I began to resent him to the point of sometimes hating him. At one level, I wanted to secretly forgive him in my heart and just move on and forget about the past. On another level, I knew I had to confront him. But the prospect of doing so, and having him potentially laugh at me, made me deeply fearful. Eventually, I did confront him and ask for an apology. He denied it happened and accused me of being disturbed and imagining things. That was another blow to me and left me shaken for days. However, I felt a sense of release because I'd had the courage to confront him.

I've been able to forgive the perpetrator since I've realised that forgiveness doesn't mean that what happened was acceptable. Nor does it mean that it was my fault. In forgiving the perpetrator, I'm acknowledging that he did the wrong thing. It also means that I'm actively choosing to no longer harbour ill will towards him. I've also learnt that forgiving the perpetrator also doesn't mean that you need to trust that person. My fear of him is gone but I'm cautious of him. I probably always will be.

Forgiving the perpetrator involved a crisis of my will, and it took years before the feelings of bitterness and anger towards him went away. But from the moment I decided I would forgive him, I felt this incredible sense of freedom. I am convinced that I would not have had the strength, courage, compassion and grace to forgive him and confront him, without God active in my life.

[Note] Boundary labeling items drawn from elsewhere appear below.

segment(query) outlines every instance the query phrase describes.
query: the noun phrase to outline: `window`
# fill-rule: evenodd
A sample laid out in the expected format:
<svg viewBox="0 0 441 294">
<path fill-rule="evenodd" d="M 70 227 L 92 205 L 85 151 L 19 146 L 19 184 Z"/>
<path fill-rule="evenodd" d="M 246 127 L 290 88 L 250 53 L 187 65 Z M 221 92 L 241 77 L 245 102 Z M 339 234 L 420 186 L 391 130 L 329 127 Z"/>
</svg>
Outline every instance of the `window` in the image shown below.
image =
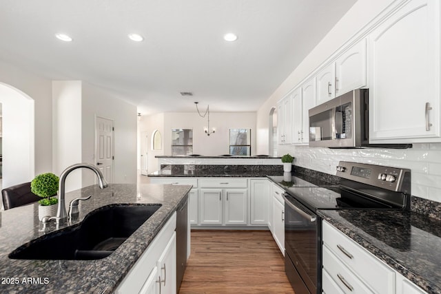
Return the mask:
<svg viewBox="0 0 441 294">
<path fill-rule="evenodd" d="M 172 129 L 172 155 L 193 154 L 193 129 Z"/>
<path fill-rule="evenodd" d="M 229 129 L 229 154 L 251 155 L 251 129 Z"/>
</svg>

I have forgiven my parents for their complicity and neglect and am working to rebuilding my relationship with them.

I have forgiven God. It was something I needed to do. I was able to forgive him because he forgave me first – for ignoring him, for turning away from him, for turning towards destructive sources of comfort when he stood before me with outstretched arms, for relying on defence mechanisms long after I had other options.

This year, a couple of guys at church expressed interest in me. It was completely unsettling. I immediately felt unsafe again. Truth be told, my immediate impulse was to shave my head and dress in baggy clothes. It wasn’t until days later that I realised how far I’d come. Despite my immense discomfort, I realised that I no longer felt suicidal. Their interest in me didn’t make me feel ashamed of myself, didn’t make me feel dirty, didn’t make me doubt my self-worth. That is a huge step for me. If you’d told me all those years ago that I would one day be living without those self-destructive responses, I would have thought you were lying.

Lessons and truths

I’ve since learnt one thing about the world and about safety: the world is NOT safe. But we don’t make it any safer for ourselves or other people distrusting others, isolating ourselves and relying on our own paltry defence mechanisms to pull us through. Safety can only be found in the arms of God. But that’s not to say we don’t need other people. We sorely do.

My ability to trust others has come from relationships with people who have proven worthy of my trust, and above all, from my relationship with God. Both have required me to step outside of my comfort zone and take risks. At every step of my on-going emotional recovery, God has proven himself more trustworthy and sufficient for me than I could ever have imagined.

A few years ago, I took part in a course for sexual abuse survivors. A co-facilitator of the course showed me this passage from the Bible:

Forget the former things;
Do not dwell on the past.
See, I am doing a new thing!
Now it springs up; do you not perceive it?
I am making a way in the desert
And streams in the wasteland.
(Isaiah 43:18-19)

Through thick and thin I have clung to those words and when everything seemed desperate and hopeless, I have kept repeating them. It reminds me that Jesus makes us new creations - “The old has gone, the new has come.” And that if we allow God into our lives and believe him and allow the revelation of his overwhelming love to transform us from inside out, he will prove just how faithful and loving and powerful he really is. He is the reason for my hope. Every good thing in my life is because of him. I have come this far because of and him and I cannot imagine a future without him.